Friday 05/August/2022 - 02:21 PM
The Reference
Mustafa Kamel
طباعة

The political dispute inside Libya that has been going on for more than a decade is likely to intensify with the departure of Special Adviser to the UN Secretary General, Stephanie Williams.

The departure of Williams, who was leading mediation efforts in Libya to relaunch the electoral process and maintain the ceasefire, is said to be a risk, aggravating the deadlock in the country.

Williams said yesterday that the only way forward for Libya is through the holding of elections.

She said the Libyan political scene figures, which had been boiling since the 2011 revolution that ended the 42-year-old Qaddafi regime, must make the necessary historic compromises to enable the needed achievements.

Since the overthrow of the regime of Gaddafi, the messengers, envoys and initiatives of the United Nations have not stopped in Libya, which witnessed armed conflicts that have not yet found their end point.

Since the outbreak of the Libyan crisis in 2011, the United Nations has rushed to intervene to resolve the conflict in the country. In September of the same year, the United Nations Security Council issued its resolution No. 2009, which provided for the establishment of a support mission in Libya, and recognized that the mandate of that committee is to assist Libyans in restoring public security and order, improving the rule of law, and encouraging national reconciliation.

Since then, the UN envoys have succeeded in Libya without no breakthroughs, they left without results, and their tasks have failed, which was proven by the living reality and the complete chaos, the total lack of security, and the absence of all the features of the state in Libya.

On Thursday, the UN Security Council voted to extend the mandate of the UN Support Mission in Libya (UNSMIL) for three months, amid local and international condemnation of this short period and its impact on the extent to which the mission could fulfill its tasks.

In September 2012, Secretary-General Ban Ki-moon announced the appointment of Tarek Mitri of Lebanon as his new Special Representative and Head of the United Nations Support Mission in Libya, however, with the intensification of Libyan disputes and the gradual spread of armed militias, as a result, Bernardino León replaced Mitri in August 2014 who tried to pursue the reconciliation efforts in the country.
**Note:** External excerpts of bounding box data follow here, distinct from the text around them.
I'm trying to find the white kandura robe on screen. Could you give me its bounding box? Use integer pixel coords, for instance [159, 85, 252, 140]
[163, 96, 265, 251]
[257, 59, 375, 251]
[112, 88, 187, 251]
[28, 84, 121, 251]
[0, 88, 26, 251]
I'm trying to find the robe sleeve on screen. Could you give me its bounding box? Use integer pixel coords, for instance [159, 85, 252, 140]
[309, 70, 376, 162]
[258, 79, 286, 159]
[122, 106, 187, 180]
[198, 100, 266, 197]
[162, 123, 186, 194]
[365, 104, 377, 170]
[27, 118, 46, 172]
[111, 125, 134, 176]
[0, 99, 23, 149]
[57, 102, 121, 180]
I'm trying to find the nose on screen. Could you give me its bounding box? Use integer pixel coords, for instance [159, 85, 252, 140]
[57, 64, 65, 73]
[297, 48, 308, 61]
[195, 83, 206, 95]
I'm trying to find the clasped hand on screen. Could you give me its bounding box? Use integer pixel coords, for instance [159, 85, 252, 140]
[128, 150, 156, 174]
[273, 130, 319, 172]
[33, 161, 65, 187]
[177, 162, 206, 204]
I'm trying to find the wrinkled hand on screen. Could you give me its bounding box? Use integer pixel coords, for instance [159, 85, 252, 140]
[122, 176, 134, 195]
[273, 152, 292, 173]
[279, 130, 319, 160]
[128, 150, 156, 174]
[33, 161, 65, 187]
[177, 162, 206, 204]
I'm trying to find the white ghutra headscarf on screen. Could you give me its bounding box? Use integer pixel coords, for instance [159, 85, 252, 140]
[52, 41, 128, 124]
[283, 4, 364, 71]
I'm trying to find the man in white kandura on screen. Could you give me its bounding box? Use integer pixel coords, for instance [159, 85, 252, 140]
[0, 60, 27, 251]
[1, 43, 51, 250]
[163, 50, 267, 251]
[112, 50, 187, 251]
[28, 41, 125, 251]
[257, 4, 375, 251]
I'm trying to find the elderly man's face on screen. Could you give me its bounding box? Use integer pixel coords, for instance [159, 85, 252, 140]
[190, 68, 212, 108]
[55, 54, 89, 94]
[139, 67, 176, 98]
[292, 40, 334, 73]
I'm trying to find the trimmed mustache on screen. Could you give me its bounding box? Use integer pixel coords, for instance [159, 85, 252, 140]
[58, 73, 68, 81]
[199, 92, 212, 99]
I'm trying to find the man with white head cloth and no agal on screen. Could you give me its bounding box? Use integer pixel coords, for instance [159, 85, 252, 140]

Then in November 2015, Ban Ki-moon today announced the appointment of Martin Kobler of Germany as his Special Representative and head of UNSMIL. Unfortunately, Kobler faced one of the toughest periods that witnessed intensified conflicts, fighting, and the emergence of ISIS in Libya and its control over Sirte.

Despite the agreement signed between the Libyan parties in Skhirat, the UN announced in June 2017 the appointment of Ghassan Salama as head of Head of UNSMIL, but after failing to achieve the aimed goals, Jan Kubic was appointed in his position in Libya, then he was finally followed by Williams.

It is pertinent to mention that in September 2021, Libya’s eastern-based parliament passed a no-confidence vote in the country’s unity government. MPs in the eastern city of Tobruk voted to withdraw confidence from the Tripoli-based administration of interim Prime Minister Abdulhamid Dbeibah.

The escalation came amid growing tensions between Dbeibah’s Tripoli-based administration and the House of Representatives in the east, three months ahead of planned national elections. Then the Libyan Parliament formed a new government led by Fathi Bashagha, bringing Libya back to square one, and the controversy regarding the new UN representative is once more.